The Tony Award-nominated show ended its stint at Lincoln Center's Vivian Beaumont Theatre Aug. 29, but not before recording a live cast album featuring Gretha Boston, Gregory Porter, Ron Taylor, and the company. Taylor's role is now played by Ken Page (Cats, Ain't Misbehavin').
Taylor, who helped devise the revue, is opening the Los Angeles company, Nov. 13-Dec. 19, at the Geffen Playhouse. Official opening at the Geffen is Nov. 21.
Tony Award-nominated Taylor missed two months when he suffered a mild stroke in June. He returned to the show Aug. 24, for the final week of performances at the Beaumont.
There are no specific plans for a tour beyond Los Angeles, but there is hope, according to director Randal Myler.
The musical, which was nominated for 1999 Tony Awards for Best Musical, Best Book and Best Featured Actress (Boston) and Featured Actor (Taylor), was born and nurtured in regional theatres, including the Denver Center Theatre Company (where is began) and, Alabama Shakespeare Festival, Crossroads Theatre Company and San Diego Repertory Theatre. It played Off-Broadway's New Victory Theatre before moving to the Beaumont at Lincoln Center.
Though reviews were mixed and the show's weekly attendance at the Beaumont rarely climbed past the 50-60 percent mark, producers are hoping word of mouth, the show's numerous Tony nominations and an upcoming original cast CD release will spur ticket sales.
The show has also tried to capitalize on its perceived snub at this year's Tony Awards: time was running short (owing to a lengthy and poorly received tribute to the season's straight-plays nominees) so a Blues production number -- including "Members Only" and "Let The Good Times Roll" -- was cut.
Legal threats and charges of racism followed, though the Blues company did get to do the songs on CBS' "Late Show With David Letterman" the following week.
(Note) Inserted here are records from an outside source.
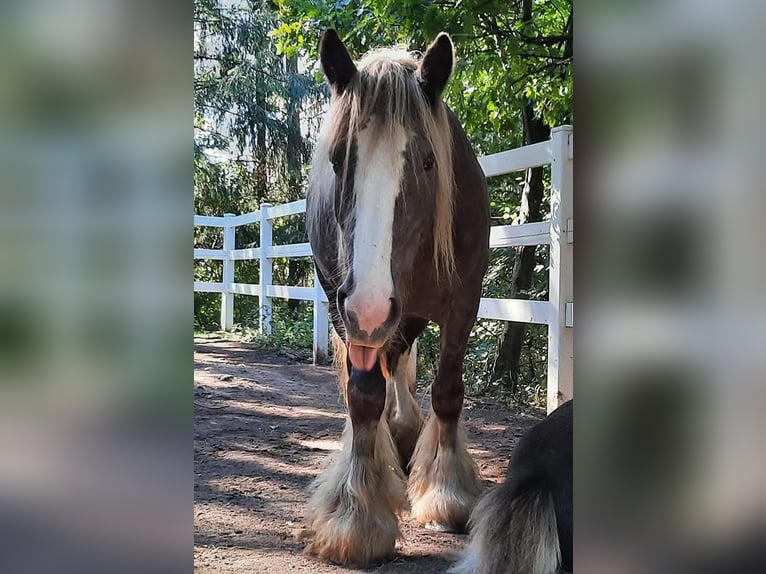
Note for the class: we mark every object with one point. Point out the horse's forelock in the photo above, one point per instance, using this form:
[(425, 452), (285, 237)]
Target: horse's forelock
[(386, 91)]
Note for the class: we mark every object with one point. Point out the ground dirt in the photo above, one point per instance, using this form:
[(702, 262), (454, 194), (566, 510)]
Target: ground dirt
[(265, 424)]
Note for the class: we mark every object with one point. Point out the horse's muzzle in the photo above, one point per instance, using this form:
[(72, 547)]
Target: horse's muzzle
[(369, 325)]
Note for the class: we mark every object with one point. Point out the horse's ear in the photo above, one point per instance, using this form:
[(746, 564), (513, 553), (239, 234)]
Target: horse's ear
[(436, 67), (336, 61)]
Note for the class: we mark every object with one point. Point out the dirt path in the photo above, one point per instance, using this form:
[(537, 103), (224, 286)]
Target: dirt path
[(264, 426)]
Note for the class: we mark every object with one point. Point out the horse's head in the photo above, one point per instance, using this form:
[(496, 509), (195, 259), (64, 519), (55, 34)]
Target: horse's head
[(387, 141)]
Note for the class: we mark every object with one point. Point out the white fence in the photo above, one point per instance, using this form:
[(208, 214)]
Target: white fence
[(558, 232)]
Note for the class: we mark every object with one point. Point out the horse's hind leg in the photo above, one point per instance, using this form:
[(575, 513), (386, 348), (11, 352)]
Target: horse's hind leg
[(352, 512), (444, 482)]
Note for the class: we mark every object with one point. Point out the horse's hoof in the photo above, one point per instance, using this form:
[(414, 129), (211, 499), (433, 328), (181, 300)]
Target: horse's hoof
[(443, 527)]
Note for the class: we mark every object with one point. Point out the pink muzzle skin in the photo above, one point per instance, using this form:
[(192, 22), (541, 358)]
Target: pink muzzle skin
[(362, 358)]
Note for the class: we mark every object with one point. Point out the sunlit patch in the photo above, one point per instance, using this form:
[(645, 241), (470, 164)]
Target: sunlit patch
[(284, 411), (320, 444), (266, 464)]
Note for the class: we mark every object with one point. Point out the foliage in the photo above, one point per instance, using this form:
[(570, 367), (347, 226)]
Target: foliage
[(508, 54)]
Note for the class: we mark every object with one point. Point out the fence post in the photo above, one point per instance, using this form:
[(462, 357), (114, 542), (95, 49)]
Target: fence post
[(321, 327), (227, 297), (560, 337), (266, 278)]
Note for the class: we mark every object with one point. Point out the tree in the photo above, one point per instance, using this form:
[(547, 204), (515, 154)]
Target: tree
[(511, 84)]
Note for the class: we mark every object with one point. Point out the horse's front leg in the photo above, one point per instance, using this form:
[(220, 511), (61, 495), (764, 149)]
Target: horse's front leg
[(353, 510), (444, 483)]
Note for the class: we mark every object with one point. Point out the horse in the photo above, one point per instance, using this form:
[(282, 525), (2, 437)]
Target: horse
[(398, 221), (524, 526)]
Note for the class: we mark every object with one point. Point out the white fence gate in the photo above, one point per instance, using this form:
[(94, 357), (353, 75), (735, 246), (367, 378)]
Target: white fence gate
[(558, 232)]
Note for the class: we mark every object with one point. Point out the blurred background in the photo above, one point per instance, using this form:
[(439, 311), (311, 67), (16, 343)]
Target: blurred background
[(671, 340), (95, 295), (96, 306)]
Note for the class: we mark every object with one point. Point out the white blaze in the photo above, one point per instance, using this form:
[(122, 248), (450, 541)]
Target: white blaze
[(377, 184)]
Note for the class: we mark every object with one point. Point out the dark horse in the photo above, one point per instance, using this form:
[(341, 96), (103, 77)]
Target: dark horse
[(524, 526), (398, 219)]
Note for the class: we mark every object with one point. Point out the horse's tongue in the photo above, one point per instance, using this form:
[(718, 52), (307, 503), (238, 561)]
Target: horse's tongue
[(362, 358)]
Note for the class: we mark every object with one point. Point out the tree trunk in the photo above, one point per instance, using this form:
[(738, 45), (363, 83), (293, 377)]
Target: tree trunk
[(506, 366), (295, 157)]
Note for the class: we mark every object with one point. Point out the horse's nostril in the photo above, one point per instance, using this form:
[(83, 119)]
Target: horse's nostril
[(395, 310), (342, 296)]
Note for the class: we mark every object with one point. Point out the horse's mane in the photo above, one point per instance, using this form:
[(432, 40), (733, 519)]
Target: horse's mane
[(386, 90)]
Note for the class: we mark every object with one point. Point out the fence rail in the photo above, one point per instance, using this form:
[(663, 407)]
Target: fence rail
[(558, 232)]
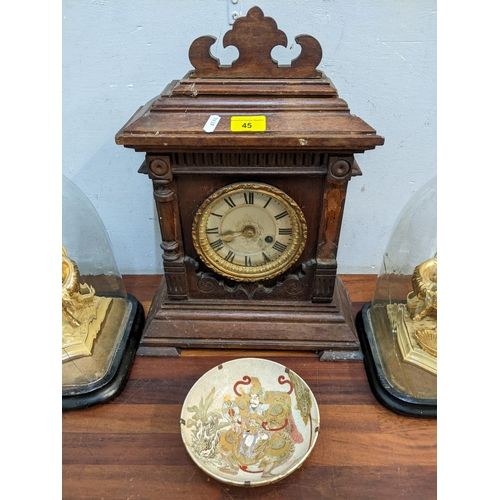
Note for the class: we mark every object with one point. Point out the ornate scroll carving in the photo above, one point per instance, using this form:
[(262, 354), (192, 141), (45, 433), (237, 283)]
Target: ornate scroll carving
[(255, 36), (291, 284)]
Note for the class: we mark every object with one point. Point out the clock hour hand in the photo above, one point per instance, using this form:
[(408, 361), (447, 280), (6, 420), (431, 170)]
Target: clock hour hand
[(248, 232)]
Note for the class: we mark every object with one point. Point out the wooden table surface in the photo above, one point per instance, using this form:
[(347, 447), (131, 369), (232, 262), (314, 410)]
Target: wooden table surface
[(131, 447)]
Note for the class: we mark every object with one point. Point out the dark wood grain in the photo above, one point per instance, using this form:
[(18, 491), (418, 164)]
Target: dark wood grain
[(131, 448)]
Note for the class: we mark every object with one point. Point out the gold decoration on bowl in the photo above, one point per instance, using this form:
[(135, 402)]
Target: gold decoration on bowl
[(249, 422), (83, 312)]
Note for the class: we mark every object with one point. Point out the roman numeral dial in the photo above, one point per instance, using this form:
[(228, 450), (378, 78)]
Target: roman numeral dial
[(249, 231)]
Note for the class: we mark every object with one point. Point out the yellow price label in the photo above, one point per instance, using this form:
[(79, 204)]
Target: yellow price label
[(248, 123)]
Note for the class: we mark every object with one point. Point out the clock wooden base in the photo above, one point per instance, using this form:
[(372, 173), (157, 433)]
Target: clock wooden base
[(284, 325)]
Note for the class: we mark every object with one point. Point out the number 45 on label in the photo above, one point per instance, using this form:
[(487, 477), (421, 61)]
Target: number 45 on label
[(248, 123)]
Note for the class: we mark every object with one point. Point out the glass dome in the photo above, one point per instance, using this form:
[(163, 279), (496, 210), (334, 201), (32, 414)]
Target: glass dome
[(101, 323), (398, 328)]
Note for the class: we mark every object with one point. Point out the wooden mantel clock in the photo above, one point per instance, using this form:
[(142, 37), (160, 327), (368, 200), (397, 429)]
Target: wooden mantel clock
[(250, 165)]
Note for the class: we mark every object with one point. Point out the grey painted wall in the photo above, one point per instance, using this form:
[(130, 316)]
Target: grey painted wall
[(117, 55)]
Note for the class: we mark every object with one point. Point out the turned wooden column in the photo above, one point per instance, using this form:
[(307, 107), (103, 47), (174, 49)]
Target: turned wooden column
[(165, 195)]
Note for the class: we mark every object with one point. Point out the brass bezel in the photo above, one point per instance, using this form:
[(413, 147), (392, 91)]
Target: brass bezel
[(257, 273)]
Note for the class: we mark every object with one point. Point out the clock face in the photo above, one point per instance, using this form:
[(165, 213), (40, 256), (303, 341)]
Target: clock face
[(249, 231)]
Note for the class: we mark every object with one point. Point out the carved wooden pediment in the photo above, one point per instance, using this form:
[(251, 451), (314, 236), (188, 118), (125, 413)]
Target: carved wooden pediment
[(255, 36)]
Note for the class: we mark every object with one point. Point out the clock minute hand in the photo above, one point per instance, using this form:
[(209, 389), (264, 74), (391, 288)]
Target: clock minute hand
[(229, 236)]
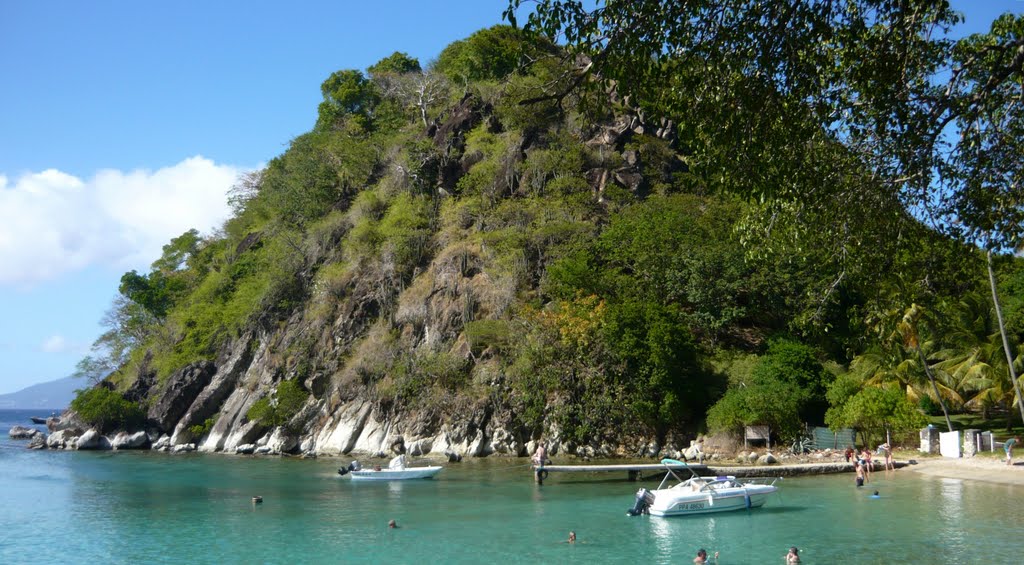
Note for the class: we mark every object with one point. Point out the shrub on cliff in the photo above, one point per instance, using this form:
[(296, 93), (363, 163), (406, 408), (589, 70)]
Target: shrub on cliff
[(107, 409), (278, 408)]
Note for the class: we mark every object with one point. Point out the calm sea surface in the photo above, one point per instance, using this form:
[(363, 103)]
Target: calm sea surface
[(67, 507)]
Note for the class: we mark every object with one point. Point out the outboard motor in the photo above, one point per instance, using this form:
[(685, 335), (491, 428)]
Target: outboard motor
[(354, 466), (644, 497)]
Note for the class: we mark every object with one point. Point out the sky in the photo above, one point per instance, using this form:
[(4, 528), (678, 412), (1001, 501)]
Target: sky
[(124, 124)]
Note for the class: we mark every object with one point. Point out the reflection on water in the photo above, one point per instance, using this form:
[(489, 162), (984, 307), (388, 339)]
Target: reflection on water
[(131, 508)]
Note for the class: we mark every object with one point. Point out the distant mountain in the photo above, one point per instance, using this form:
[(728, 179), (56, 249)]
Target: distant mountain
[(51, 395)]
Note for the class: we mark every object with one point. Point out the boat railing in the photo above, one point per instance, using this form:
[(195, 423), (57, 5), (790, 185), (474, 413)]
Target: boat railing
[(761, 480)]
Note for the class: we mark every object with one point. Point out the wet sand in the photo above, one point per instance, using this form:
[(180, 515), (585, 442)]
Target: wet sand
[(974, 469)]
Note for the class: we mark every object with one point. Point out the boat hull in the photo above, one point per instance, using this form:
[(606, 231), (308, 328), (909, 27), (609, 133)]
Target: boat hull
[(667, 505), (395, 474)]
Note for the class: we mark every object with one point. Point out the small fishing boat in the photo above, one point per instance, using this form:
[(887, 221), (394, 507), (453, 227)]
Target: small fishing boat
[(397, 470), (701, 494)]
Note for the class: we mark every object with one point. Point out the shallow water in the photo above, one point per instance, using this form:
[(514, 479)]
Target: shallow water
[(157, 508)]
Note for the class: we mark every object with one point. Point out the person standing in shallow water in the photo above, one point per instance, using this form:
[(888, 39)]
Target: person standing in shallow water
[(702, 556), (540, 459), (1008, 446)]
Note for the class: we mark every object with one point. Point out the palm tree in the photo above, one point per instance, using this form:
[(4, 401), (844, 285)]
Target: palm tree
[(907, 331), (1003, 334), (974, 358)]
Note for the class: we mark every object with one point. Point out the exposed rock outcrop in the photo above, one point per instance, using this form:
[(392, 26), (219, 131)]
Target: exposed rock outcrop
[(62, 439), (179, 392), (125, 440), (92, 439), (23, 432)]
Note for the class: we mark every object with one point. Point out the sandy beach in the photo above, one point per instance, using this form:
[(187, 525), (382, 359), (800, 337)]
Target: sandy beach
[(975, 469)]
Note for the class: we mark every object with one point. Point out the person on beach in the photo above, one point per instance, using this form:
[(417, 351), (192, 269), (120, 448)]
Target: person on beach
[(541, 455), (865, 457), (887, 451), (702, 556), (540, 459), (1008, 446)]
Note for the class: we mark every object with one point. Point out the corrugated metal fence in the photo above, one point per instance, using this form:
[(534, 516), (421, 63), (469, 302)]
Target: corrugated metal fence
[(826, 439)]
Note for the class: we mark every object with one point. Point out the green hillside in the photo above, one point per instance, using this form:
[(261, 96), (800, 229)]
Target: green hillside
[(567, 248)]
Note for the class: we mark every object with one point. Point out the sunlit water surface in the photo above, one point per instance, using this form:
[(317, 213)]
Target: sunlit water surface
[(67, 507)]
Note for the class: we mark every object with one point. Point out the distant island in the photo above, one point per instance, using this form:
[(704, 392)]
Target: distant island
[(50, 395)]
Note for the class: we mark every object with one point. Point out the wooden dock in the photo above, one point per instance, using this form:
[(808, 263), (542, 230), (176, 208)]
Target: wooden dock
[(633, 470), (636, 470)]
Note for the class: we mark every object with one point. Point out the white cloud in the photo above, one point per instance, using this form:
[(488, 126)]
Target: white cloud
[(54, 344), (58, 344), (53, 223)]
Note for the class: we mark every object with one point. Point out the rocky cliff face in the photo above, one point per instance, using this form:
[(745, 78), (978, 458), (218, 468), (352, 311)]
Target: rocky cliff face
[(331, 349)]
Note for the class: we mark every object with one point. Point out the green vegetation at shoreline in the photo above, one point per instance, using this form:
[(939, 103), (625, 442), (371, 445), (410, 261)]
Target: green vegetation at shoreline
[(594, 257)]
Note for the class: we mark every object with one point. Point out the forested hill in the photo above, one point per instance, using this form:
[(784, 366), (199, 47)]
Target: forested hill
[(484, 252)]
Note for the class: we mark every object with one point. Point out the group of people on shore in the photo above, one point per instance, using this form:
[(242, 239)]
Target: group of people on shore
[(863, 462), (792, 557)]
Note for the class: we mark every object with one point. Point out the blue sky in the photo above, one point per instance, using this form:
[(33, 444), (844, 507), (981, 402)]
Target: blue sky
[(123, 124)]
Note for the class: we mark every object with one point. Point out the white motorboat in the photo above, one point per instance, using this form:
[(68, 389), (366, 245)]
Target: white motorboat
[(701, 494), (397, 470)]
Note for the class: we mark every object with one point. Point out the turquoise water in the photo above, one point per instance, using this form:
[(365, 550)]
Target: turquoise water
[(155, 508)]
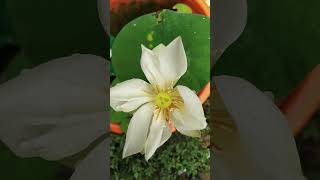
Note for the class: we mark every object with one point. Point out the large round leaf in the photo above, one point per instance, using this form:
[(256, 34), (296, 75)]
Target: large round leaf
[(155, 28)]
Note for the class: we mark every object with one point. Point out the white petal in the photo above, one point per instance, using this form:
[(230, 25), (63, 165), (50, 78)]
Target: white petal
[(103, 9), (194, 133), (56, 109), (150, 66), (263, 147), (130, 95), (158, 49), (173, 60), (164, 65), (138, 130), (230, 21), (94, 166), (155, 135), (165, 135), (191, 117)]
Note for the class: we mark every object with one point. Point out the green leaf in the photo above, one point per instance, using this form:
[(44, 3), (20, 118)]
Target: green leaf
[(153, 29), (117, 117), (182, 8)]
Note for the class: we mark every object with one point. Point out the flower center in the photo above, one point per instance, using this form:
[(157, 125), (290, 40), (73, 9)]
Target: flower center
[(163, 100)]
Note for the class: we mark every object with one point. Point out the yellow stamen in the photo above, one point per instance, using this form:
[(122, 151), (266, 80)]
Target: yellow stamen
[(163, 100)]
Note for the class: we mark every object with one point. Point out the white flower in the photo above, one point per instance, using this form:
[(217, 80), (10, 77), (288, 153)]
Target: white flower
[(159, 103), (57, 110)]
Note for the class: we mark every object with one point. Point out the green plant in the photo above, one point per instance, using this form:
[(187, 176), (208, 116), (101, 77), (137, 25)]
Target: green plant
[(180, 158)]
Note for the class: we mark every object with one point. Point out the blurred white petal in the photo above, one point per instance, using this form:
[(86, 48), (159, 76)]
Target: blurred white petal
[(136, 135), (155, 135), (173, 60), (166, 134), (164, 65), (130, 95), (55, 109), (191, 116)]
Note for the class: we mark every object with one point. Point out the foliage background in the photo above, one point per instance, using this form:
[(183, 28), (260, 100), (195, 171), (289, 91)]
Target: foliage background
[(277, 49)]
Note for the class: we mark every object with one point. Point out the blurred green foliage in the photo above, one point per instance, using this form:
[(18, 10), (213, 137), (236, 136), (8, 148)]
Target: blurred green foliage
[(180, 157), (278, 48)]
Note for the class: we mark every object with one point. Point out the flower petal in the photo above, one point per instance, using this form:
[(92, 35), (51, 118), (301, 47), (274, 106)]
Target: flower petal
[(155, 135), (56, 109), (130, 95), (94, 166), (158, 49), (165, 135), (191, 117), (138, 130), (150, 66), (263, 146), (194, 133), (173, 60), (103, 9), (164, 65)]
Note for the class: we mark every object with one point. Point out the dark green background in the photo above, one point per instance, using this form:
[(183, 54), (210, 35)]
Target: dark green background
[(277, 49), (43, 30)]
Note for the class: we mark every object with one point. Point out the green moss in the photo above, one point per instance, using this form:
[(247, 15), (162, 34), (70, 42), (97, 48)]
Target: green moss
[(180, 158)]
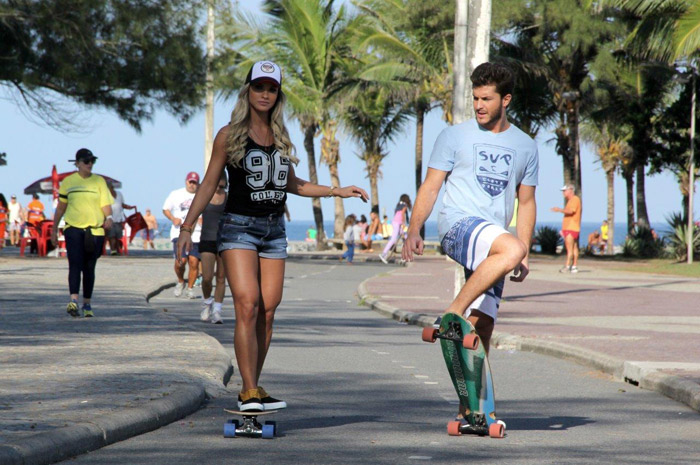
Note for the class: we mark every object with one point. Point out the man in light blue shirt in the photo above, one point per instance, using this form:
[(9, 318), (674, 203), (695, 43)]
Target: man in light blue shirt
[(486, 164)]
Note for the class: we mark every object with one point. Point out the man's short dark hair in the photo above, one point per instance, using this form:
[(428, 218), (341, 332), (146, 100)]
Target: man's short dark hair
[(494, 74)]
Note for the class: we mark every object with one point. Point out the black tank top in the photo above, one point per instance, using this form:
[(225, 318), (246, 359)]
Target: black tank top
[(258, 186)]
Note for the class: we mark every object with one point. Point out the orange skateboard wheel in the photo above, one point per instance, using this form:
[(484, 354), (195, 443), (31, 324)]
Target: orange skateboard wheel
[(453, 428), (497, 431)]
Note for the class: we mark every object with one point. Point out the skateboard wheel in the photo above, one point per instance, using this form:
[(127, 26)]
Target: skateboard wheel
[(268, 431), (470, 342), (497, 430), (453, 428), (274, 426), (430, 334), (230, 429)]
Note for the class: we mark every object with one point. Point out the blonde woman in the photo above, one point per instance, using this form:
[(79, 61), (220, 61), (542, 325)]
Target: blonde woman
[(259, 157)]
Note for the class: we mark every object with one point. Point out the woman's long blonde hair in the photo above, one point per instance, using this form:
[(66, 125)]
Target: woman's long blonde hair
[(238, 129)]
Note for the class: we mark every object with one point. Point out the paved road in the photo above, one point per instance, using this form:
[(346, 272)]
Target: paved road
[(365, 389)]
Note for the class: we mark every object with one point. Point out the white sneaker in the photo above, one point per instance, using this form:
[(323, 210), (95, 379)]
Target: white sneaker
[(206, 310), (177, 292), (216, 317)]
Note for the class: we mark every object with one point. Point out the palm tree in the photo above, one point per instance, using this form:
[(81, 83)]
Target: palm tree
[(373, 119), (613, 151), (412, 41), (659, 21)]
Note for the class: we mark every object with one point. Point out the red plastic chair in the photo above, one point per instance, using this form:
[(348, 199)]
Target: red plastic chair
[(34, 234)]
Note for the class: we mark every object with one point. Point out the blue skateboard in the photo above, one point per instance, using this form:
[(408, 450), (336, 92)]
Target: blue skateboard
[(470, 371)]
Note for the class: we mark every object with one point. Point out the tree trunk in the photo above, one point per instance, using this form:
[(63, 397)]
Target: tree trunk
[(478, 40), (461, 65), (330, 154), (420, 119), (339, 207), (309, 134), (629, 180), (373, 187), (642, 216), (610, 178)]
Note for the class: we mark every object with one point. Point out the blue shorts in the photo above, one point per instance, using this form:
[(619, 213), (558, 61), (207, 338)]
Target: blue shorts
[(194, 252), (267, 235), (468, 243)]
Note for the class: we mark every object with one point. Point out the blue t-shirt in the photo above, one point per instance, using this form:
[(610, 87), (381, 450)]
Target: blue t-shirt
[(484, 170)]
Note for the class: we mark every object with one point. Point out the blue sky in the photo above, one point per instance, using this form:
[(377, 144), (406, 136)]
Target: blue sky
[(153, 163)]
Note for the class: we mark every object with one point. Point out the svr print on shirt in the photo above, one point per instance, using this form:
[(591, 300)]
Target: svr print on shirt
[(493, 167)]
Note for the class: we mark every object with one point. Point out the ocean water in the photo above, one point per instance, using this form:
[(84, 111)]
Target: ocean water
[(296, 229)]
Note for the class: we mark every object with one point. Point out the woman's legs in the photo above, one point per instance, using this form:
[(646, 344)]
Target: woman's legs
[(271, 285), (256, 284), (208, 262), (220, 291), (89, 263), (75, 243)]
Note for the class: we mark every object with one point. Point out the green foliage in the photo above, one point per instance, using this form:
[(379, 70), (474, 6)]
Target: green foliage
[(678, 237), (548, 238), (129, 57), (642, 244)]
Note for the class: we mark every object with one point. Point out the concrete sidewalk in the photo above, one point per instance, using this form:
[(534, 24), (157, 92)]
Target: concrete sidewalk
[(640, 328), (71, 385)]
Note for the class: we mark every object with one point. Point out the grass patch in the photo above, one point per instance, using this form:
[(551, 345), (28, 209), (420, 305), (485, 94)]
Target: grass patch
[(664, 266)]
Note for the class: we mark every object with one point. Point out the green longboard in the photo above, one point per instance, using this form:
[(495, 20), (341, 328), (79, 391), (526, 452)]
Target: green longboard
[(471, 376)]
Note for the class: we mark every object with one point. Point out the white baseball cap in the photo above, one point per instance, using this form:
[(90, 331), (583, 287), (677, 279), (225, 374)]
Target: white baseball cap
[(265, 70)]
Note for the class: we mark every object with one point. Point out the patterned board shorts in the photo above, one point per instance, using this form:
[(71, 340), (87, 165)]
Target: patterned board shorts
[(468, 243), (265, 234)]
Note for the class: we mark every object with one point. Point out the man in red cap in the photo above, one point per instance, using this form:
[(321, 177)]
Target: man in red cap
[(175, 209)]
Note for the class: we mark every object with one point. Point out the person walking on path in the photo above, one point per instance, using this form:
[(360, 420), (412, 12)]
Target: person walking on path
[(15, 220), (175, 208), (485, 163), (400, 219), (86, 202), (116, 232), (212, 263), (3, 220), (349, 238), (373, 230), (604, 230), (570, 227), (259, 157), (152, 225)]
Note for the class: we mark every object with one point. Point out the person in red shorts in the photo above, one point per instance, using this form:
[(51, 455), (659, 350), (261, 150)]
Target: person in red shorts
[(570, 227)]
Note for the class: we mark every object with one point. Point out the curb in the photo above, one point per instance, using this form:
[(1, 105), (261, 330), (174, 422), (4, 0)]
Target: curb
[(674, 387), (63, 443)]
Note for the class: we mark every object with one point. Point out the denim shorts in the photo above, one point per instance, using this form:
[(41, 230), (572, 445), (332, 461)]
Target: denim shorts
[(193, 252), (265, 234), (468, 242)]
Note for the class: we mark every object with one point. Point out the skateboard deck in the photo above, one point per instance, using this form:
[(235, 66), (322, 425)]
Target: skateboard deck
[(250, 427), (470, 372)]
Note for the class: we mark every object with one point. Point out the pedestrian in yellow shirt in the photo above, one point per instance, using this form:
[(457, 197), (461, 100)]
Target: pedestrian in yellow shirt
[(86, 202)]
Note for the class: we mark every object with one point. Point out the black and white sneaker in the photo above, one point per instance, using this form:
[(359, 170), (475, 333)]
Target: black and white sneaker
[(252, 402), (270, 403)]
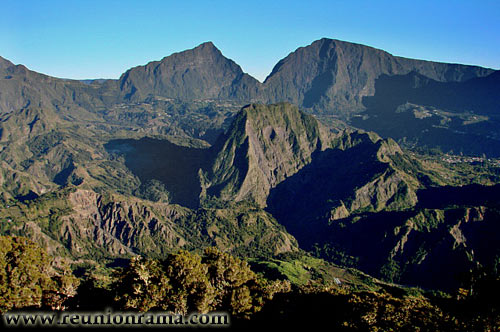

In order to capture the mercurial, living essence of the show's jazz and blues performances, Blues was recorded in front of an audience, Aug. 26-27, at the Beaumont. MCA Records, in association with Spencer Proffer, will produce and distribute the cast album. Release date is expected to be November. The cast being captured on disc is the original Broadway company, including Taylor.